On the structure of solutions to the static vacuum Einstein equations

TL;DR

This paper characterizes the asymptotic behavior of solutions to the static vacuum Einstein equations with boundaries, showing they have finitely many ends that are either asymptotically flat or parabolic, impacting black hole uniqueness theorems.

Contribution

It provides a complete characterization of the asymptotic behavior of static vacuum Einstein solutions with boundaries, including new insights into Weyl metrics and implications for black hole uniqueness.

Findings

Solutions have finitely many ends, each asymptotically flat or parabolic.

Examples demonstrate both asymptotic behaviors.

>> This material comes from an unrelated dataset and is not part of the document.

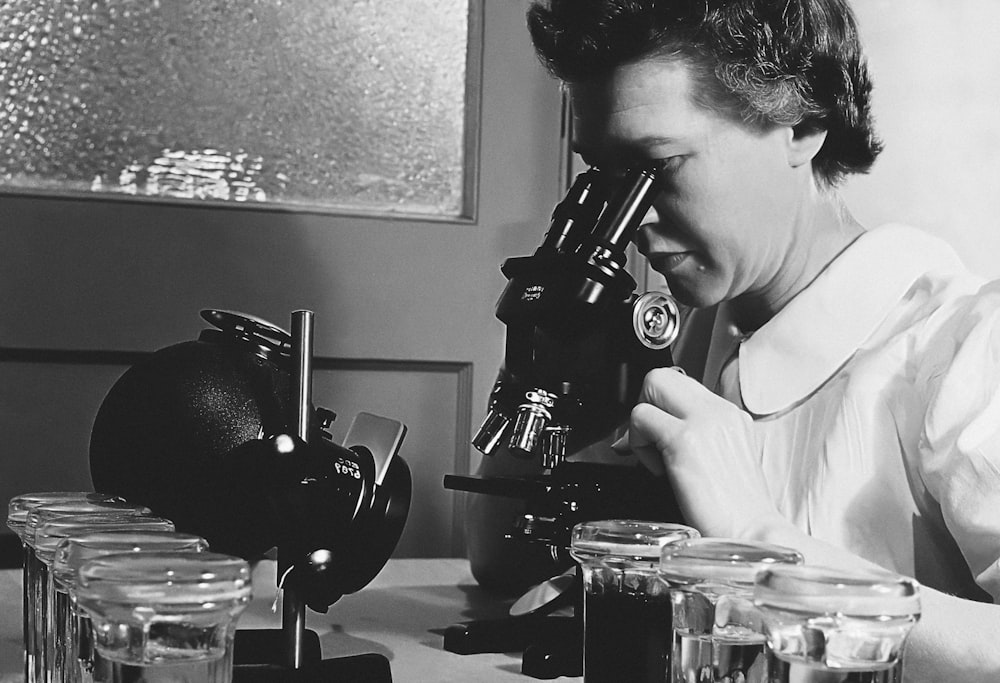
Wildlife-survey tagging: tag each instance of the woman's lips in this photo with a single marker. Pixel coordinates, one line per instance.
(664, 263)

Results enable dropping the AF assumption in black hole uniqueness theorems.

Abstract

A complete characterization is obtained of the asymptotic behavior of solutions of the static vacuum Einstein equations which have a (pseudo)-compact horizon or boundary and are complete away from the boundary. It is proved that the time-symmetric space-like hypersurface has only finitely many ends, each of which is either asymptotically flat (AF) or parabolic, as in the (static) Kasner metric. Examples are given with both types of behavior, together with an extensive discussion and new characterization of Weyl metrics. The asymptotics result allows one in most circumstances to drop the AF assumption from the static black hole uniqueness theorems and replace it with just a completeness assumption.